Research by the “I” newspaper has shown that thousands more one and two bedroom houses have been sold off by Local Authorities and Housing Associations via the right to buy scheme. In some areas, more than two thirds of houses sold off under the Right to Buy scheme have been one and two bedroom properties.
Central London has been selling off smaller sized homes at a rate, with Camden showing some 81% of sales since 2010 being two bedrooms or fewer. Outside the capital, Brighton and Hove have sold off some 74% of properties with two bedrooms or fewer. Bournemouth has reportedly only sold off some 20 properties under the scheme of which all were found to be of a smaller size.
With an average of some 61% of homes in the Social Housing sector being either one or two bedrooms in size, the disproportionate sell off in some areas is creating problems. Whilst tenants are financially induced to reduce the size of their homes where these homes are being under-utilised by the ‘Bedroom Tax’, there is a shortage of smaller homes for these tenants to move into.
The income generated is used ostensibly to build additional small homes, but construction takes time and there is a lag between the home being purchased under the Right to Buy scheme and the funds generated being able to fund and then build a replacement home.
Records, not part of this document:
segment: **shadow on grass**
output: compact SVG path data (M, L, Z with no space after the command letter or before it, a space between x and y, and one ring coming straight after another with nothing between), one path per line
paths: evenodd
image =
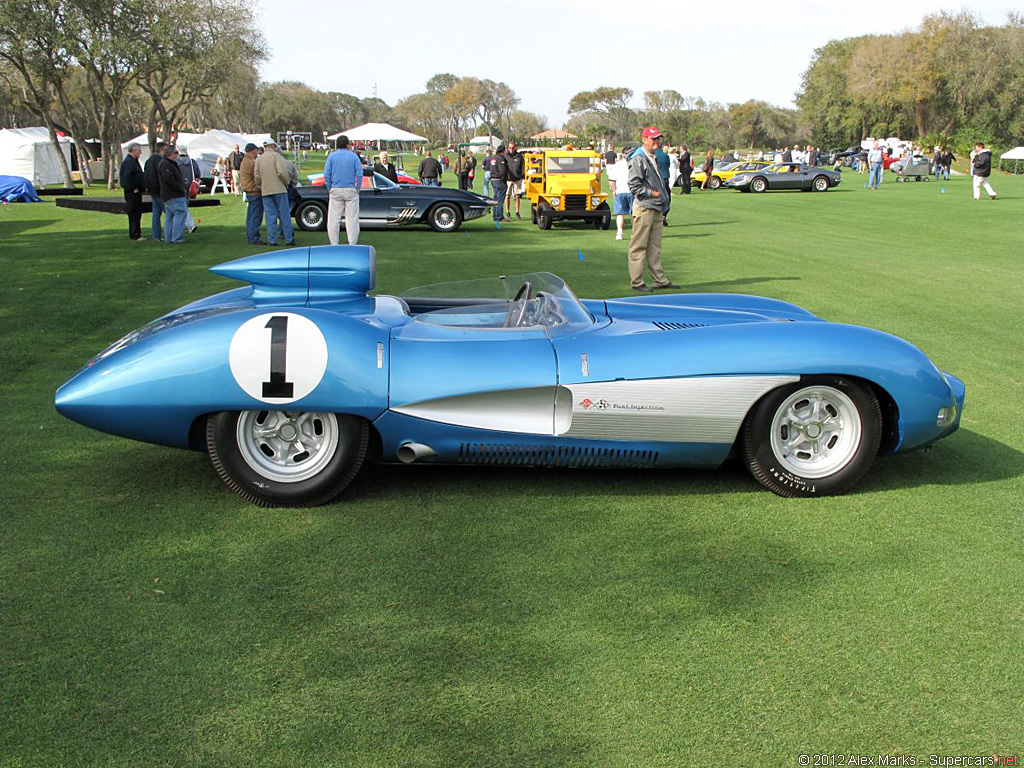
M723 288L738 288L743 285L774 283L784 280L802 280L801 277L737 277L734 280L715 280L708 283L689 283L683 288L687 293L720 293Z
M18 235L40 227L60 224L59 219L28 219L25 221L0 222L0 237L17 237Z
M671 216L671 215L672 215L672 213L670 212L669 216ZM668 225L668 228L669 229L673 229L675 227L721 227L721 226L724 226L726 224L739 224L739 223L740 222L738 220L735 220L735 219L732 220L732 221L694 221L694 222L686 222L685 224L677 224L674 221L670 221L669 225Z
M926 485L973 485L1021 475L1024 475L1024 453L961 428L930 449L878 458L854 492Z

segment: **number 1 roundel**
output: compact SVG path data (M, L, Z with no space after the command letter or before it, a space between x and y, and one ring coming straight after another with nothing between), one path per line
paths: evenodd
M246 394L264 403L290 403L320 383L327 342L309 318L274 312L242 323L231 339L228 361Z

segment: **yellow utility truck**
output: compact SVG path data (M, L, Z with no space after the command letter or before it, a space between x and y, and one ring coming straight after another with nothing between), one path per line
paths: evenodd
M540 149L524 156L534 224L551 229L556 219L579 219L608 229L612 211L601 191L600 155L585 149Z

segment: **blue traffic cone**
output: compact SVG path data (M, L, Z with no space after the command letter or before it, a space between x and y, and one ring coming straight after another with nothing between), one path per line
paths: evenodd
M583 249L580 248L580 261L583 261Z

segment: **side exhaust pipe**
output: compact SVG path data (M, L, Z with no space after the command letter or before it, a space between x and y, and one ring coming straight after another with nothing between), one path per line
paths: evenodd
M395 455L403 464L412 464L428 456L437 456L437 451L423 443L402 443Z

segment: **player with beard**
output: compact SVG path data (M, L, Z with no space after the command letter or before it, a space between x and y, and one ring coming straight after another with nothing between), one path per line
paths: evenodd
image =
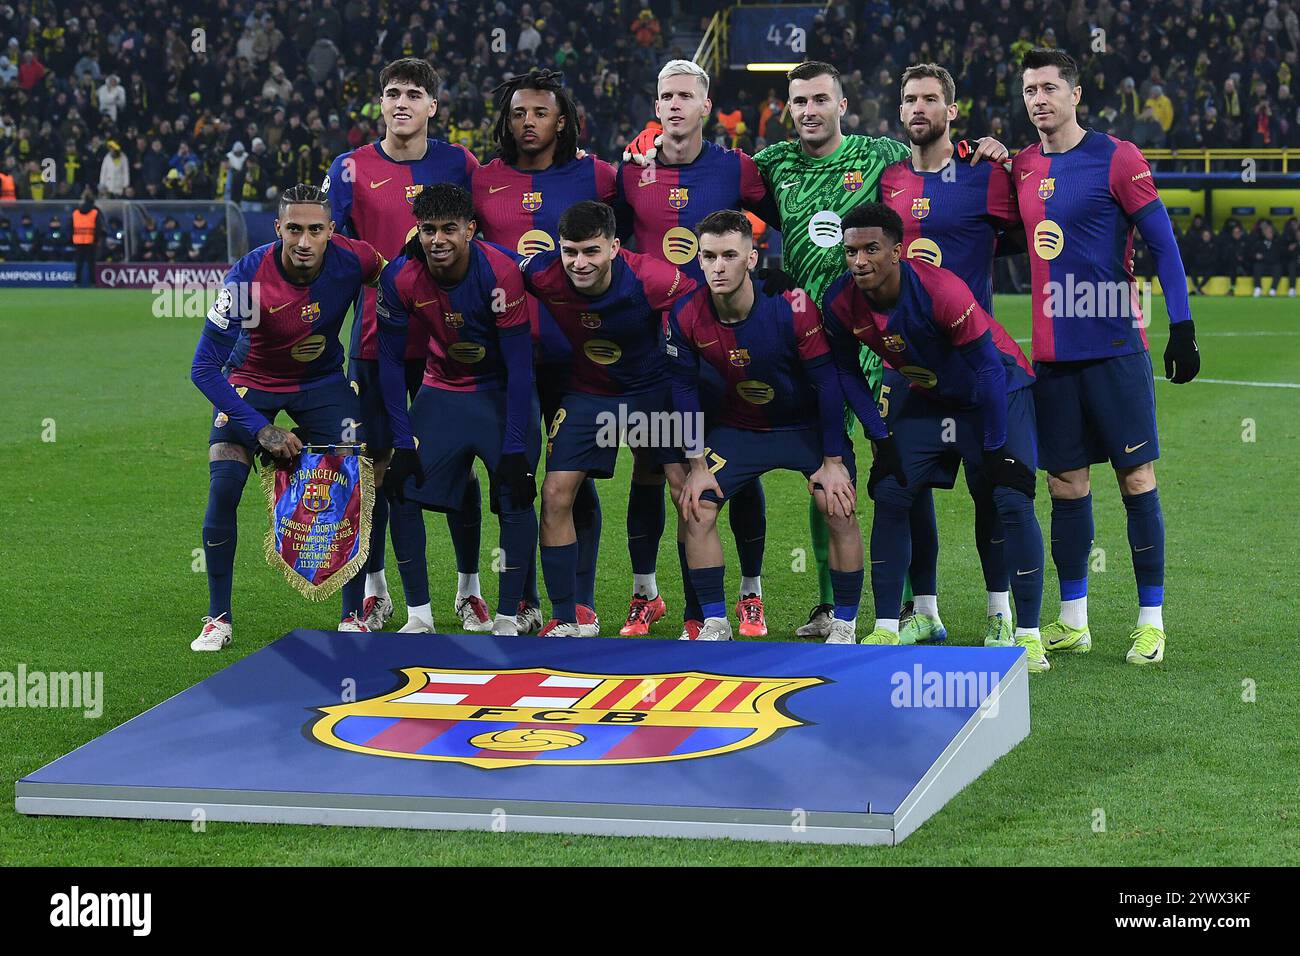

The Chief Executive of the Child Poverty Action Group, Alison Garnham, said that the figures exposed the tax as a “hasty shambles” which had forced some of the most vulnerable children into unsuitable housing.
The Child Poverty Action Group state that:
“The government has committed to building new affordable (homes) but other policies look set to take us further from the ideal of a decent home for all, than ever. For example, changes to housing benefit such as the cap on the maximum number of rooms per claim, and the down- rating of the maximum HB claim from 50 per cent to 30 per cent of median rents, will condemn many low-income families to lives in poor quality and often overcrowded housing.”
As reported by us last month, the number of private landlords prepared to accept tenants on housing benefit has been reduced. It is no longer possible for housing benefit to be paid directly to landlords. As a consequence, as it is a strong rental market, many landlords are seeking a stronger covenant from more financially stable tenants. Complicating housing benefit further through the ‘Bedroom Tax’ only exacerbates the pressure on those private landlords still prepared to accommodate tenants in receipt of benefits. The result is potentially thousands of social tenants hit hard by reduced benefits with nowhere else to go.